Were is a development economist; email@example.com. twitter:@anzetse
This article first appeared in my weekly column with the Business Daily, on July 5, 2015
It’s that time of the year again where government arms and agencies grab a piece of the pie from the Treasury. The 47 counties share the funds this way: population is weighted at 45 per cent, poverty index 20 per cent, land area eight per cent, basic equal share 25 per cent and fiscal responsibility two per cent.
Population, poverty and land area are used to determine the cost of service delivery: the larger the population and land area, the more money is required. The poverty index acknowledges that if a county is poor, it needs more money to pull to the level of other counties. The basic equal share provides a basic, equal amount to all counties and is intended to cover administrative costs. Fiscal responsibility is meant to measure how well a county manages public finances; currently, all receive the same amount.
But is this how allocation should be determined? The International Budget Partnership (IBP) suggests that there are three key factors that ought to be considered during budget allocations: need, capacity and effort.
Need addresses part of the poverty question in that more should be given to those counties that need more, particularly if marginalised in the past. It also addresses the population density and land area as it encompasses what it will cost to deliver ongoing services to county citizens.

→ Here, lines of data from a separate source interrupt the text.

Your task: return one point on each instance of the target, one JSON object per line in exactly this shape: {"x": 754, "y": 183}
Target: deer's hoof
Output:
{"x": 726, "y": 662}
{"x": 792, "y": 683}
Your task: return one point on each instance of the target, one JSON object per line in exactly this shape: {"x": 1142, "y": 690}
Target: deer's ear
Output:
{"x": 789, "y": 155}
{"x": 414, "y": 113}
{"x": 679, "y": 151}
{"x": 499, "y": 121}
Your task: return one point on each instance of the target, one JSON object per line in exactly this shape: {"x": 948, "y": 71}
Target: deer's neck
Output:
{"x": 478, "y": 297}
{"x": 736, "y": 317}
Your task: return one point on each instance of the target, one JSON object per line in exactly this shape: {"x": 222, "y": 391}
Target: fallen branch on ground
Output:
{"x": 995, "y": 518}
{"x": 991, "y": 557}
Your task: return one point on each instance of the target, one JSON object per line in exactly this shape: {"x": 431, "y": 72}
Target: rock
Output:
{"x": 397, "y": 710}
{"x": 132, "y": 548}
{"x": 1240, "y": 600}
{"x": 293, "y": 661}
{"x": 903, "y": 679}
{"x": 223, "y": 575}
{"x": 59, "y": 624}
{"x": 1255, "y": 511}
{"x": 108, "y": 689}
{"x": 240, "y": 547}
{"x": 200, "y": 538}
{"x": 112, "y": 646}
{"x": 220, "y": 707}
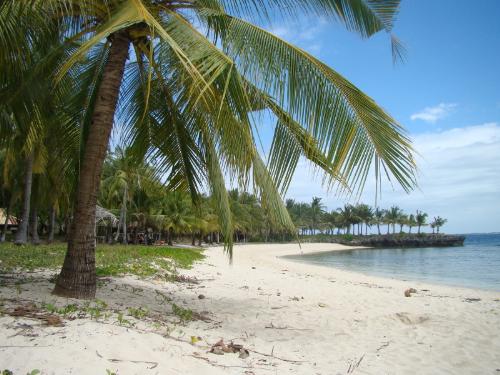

Capacity addresses the poverty issue and is rooted in the sentiment that poor counties should get more because rich counties are better placed to pay to meet their needs.
Effort rewards hard work and is based on the idea that more should be given to those who work harder to advance themselves.
A central problem is that it is not clear in the current formula whether counties are receiving enough money to meet needs of their residents. This is an inherently tricky question because the “need” of counties is affected by issues such as poverty, land area and population density, but there are additional problems such as inefficiency and corruption.
So in time it may emerge that some counties are not getting what they “need” but a careful analysis is required to determine whether this is because they genuinely do not have enough money to meet the needs of citizens or if this is due to issues such as financial mismanagement and poor organisational efficiency. Perhaps to make the revenue allocation fairer the government needs to develop a system of determining what counties actually need.
As IBP points out, in South Africa they measure health facility visits and risk of disease by province to estimate health service costs. They also look at school enrolment to measure education need. Although both of these are highly correlated with population, one can argue that they get closer to meeting actual needs.
However, such measures are flawed in that in remote areas, government facilities may be visited less not because fewer people need the services, but because fewer people can get to the facilities. The fiscal capacity issue is a tricky one as it is premised on the idea that counties that can better meet own needs (through levies) should get less from the government. No county will tell the central government they want less money. Also this fiscal capacity issue may disincentivise counties from raising generation capacity, seeding a further reliance on central government.
Perhaps focusing on effort can counter the capacity issue because effort rewards those who manage their funds well, premised on transparency and compliance. Effort also measures and rewards the percentage increase in revenue collection over time and will incentivise fiscal independence.
In short, although the revenue-sharing formula will be refined over time, it is important Kenyans begin to engage in these issues so that we can all make informed contributions to future changes in the formula.